The appeal to “experience” is a predictable stratagem for established or culturally dominant churches. Such churches have a stake in the status quo. In good times, they affirm the Lebenswirklichkeit, staying on good terms with the powers that be. When times are turbulent, when the Lebenswirklichkeit is in flux, they fear expulsion from a volatile establishment. They work hard to defend or restore the reality of life with which they had made their peace.
The particular situation of the German Church exacerbates this dynamic. The German Catholic Church is heiress to the Reichskirche, the imperial Church that supported and was supported by the various states and principalities that comprised Germany before its 1871 unification under the Second Reich. Among the legacies of Germany’s imperial tradition are its church tax and the existence of theological faculties in its public universities. The government extends these forms of support to Protestants, Catholics, and Jews, and more recently to other religious groups that have become “corporations of public law.” There is nothing theologically inconsistent in the benefits the Church accepts from the German government. The Council of Trent stipulates that “the payment of tithes is due to God, and those who refuse to pay usurp the property of another.” It is every government’s job to protect property, so Tridentine Catholicism naturally expected secular governments to assist the Church, even finance it out of the public purse.
The church tax in Germany is substantial, amounting to 8 to 9 percent of income tax. Whereas in other nations Catholic parishes get by with what attendees happen to contribute, in Germany dioceses can rely on funds collected by the government from all registered members. The church tax generates huge sums for the German Church, as roughly a quarter of Germans are registered Catholics. Crucially, however, the tax is voluntary. By quitting membership in a religious corporation, or by never joining in the first place, a citizen may avoid the church tax.
In recent years, an increasing number of baptized Germans have been leaving the Church, and the response of the German bishops has been decidedly Tridentine. Trent declares that those who refuse “the payment of tithes” are subject to excommunication. Modern church law does not threaten formal excommunication, but a German who declares his or her Kirchenaustritt (exit from the Church) will no longer be able to receive the sacraments, short of imminent danger of death, or exercise other rights in the Church. Even Christian burial may be denied. A German ex-Catholic certainly cannot work for the Church—and given that the Church, with over 700,000 employees, is the second-largest employer in Germany after the state, this penalty should not be discounted. The bishops are finding it ever more difficult to staff Catholic institutions with employees who are truly Catholic.
German politicians still support the church tax, as do most citizens—but the cultural situation is changing. In the past, almost everyone, believer or unbeliever, was Protestant, Catholic, or Jewish, and thus a member of a religious corporation. Today, some Germans belong to religious groups that cannot or will not form corporations recognized by the government; many adhere to no religion at all. For the baptized, deregistering from the Church is easy. It no longer bears the symbolic weight it once did. In 2014, the Church in Germany lost 217,716 members—an all-time high.

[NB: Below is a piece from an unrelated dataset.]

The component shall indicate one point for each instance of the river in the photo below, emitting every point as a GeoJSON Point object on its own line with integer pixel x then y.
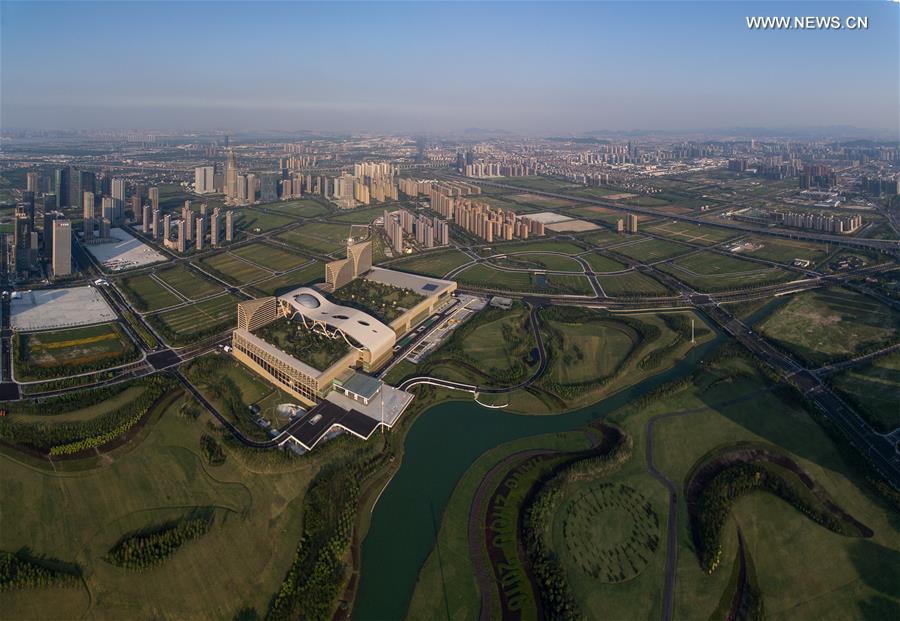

Most German Catholics like the Church’s social ministries. They may be married in the Church; they are grateful to it for burying their loved ones. They think that the Catholic Church has a good influence on society. And yet the German Catholic Church would collect only a fraction of her current income if she had to rely on voluntary donations. That 2014 produced both the highest-ever church-tax revenue (5.6 billion euros) and the lowest-ever rate of weekly Mass attendance (10.9 percent of registered Catholics) is ironic, and due mostly to the economic policies of Chancellor Angela Merkel. In Germany today, it is likely only the inertia of the current system, and the way in which payment of the government-administered church tax still seems an element of good citizenship, that keep revenue flowing to the Church.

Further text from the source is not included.